問題は殆ど全ての会社に数多くあり、相互に複雑に関連している為、一つ一つつぶして行く事が難しい。 又、問題→原因の連鎖がループしている場合には対応できない。問題解決は効率化には効果があるが、理想の達成には効果がないこともある。 寧ろ、「何故できないか」ではなく「どうしたらできるか」に目を向けた方が効率的な場合が多い。理想からの逆算思考で必要な施策を整理する方が理想の達成により近づきやすい。
シャープの例
例えば、シャープの例で考えてみる。まず、問題を分析する為に、「利益が上がらない」ということを最初の問題とし、なぜなぜ分析を行ってみる。
「利益が上がらない」何故なら「コストが増加」、何故なら「生産性が低下」、何故なら「従業員の意欲低下」、何故なら「給与減少やリストラ」、何故なら「利益が上がらない」となり、問題がループしてしまう。又、売上が上がらないことを利益が減少している一要因と捉えると、「利益が上がらない」何故なら「売上が減少」何故なら「事業がおろそかになっている」何故なら「社長が財務施策に時間を取られている」何故なら「金融機関からの圧力」何故なら「利益が上がらない」という具合に、再び問題のループが発生する。この分析方法で真の原因に辿りつくことは難しい。何故なら問題はお互いに関連があるからである。勿論、機械の故障の原因のように、問題と原因が明確な場合には有効である。
もう一つ考えなければならない点として、問題分析・なぜなぜ分析では責任追及型になりやすいことが挙げられる。上記の例では、社長・従業員・金融機関という利害関係者が登場するが、問題分析を行っていく中では結局、それぞれが責任を果たしていないように見える。

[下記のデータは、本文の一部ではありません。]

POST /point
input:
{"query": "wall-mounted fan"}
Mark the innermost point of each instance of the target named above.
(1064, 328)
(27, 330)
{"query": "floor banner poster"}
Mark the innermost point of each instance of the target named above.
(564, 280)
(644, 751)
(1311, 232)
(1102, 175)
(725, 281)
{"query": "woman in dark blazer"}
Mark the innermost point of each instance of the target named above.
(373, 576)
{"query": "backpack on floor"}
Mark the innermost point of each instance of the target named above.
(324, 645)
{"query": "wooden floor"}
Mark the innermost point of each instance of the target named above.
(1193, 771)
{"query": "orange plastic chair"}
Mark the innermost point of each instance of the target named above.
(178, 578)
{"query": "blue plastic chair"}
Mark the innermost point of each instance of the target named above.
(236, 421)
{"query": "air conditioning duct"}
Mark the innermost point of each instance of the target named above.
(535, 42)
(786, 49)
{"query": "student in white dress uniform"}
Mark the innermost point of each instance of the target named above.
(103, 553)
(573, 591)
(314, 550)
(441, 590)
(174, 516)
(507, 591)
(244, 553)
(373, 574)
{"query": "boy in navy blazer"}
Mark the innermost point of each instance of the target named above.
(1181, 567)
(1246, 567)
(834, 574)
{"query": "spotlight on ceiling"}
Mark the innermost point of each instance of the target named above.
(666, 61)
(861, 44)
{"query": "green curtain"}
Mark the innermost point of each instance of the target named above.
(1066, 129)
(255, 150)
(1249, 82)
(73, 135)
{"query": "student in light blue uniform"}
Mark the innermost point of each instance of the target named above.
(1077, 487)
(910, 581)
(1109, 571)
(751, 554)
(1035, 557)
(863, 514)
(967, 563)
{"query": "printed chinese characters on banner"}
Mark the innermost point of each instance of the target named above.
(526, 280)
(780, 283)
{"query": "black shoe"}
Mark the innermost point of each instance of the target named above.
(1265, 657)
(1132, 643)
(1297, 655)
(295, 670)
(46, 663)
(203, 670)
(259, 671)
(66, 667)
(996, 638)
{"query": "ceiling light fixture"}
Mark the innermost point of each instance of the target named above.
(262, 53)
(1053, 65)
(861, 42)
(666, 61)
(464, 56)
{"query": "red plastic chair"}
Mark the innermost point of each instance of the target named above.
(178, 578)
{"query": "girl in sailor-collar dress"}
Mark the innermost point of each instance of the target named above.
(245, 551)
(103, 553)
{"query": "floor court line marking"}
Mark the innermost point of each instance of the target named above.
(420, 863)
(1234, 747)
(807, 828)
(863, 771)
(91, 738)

一方、課題分析・ギャップ分析を行ってみると下記のようになる。
衆目の一致するところではあると思うが、分析の結果として成長戦略、社長の事業への集中、役員登用、部門への権限委譲等がこれからすべき事、即ち課題として見えてくるのではないだろうか。ギャップ分析は「その為にはは」で繋げていく為、何をすべきかという行動に繋がりやすい。又、目標の為に何が必要かという議論である為、個々の責任追及には繋がりにくいという利点がある。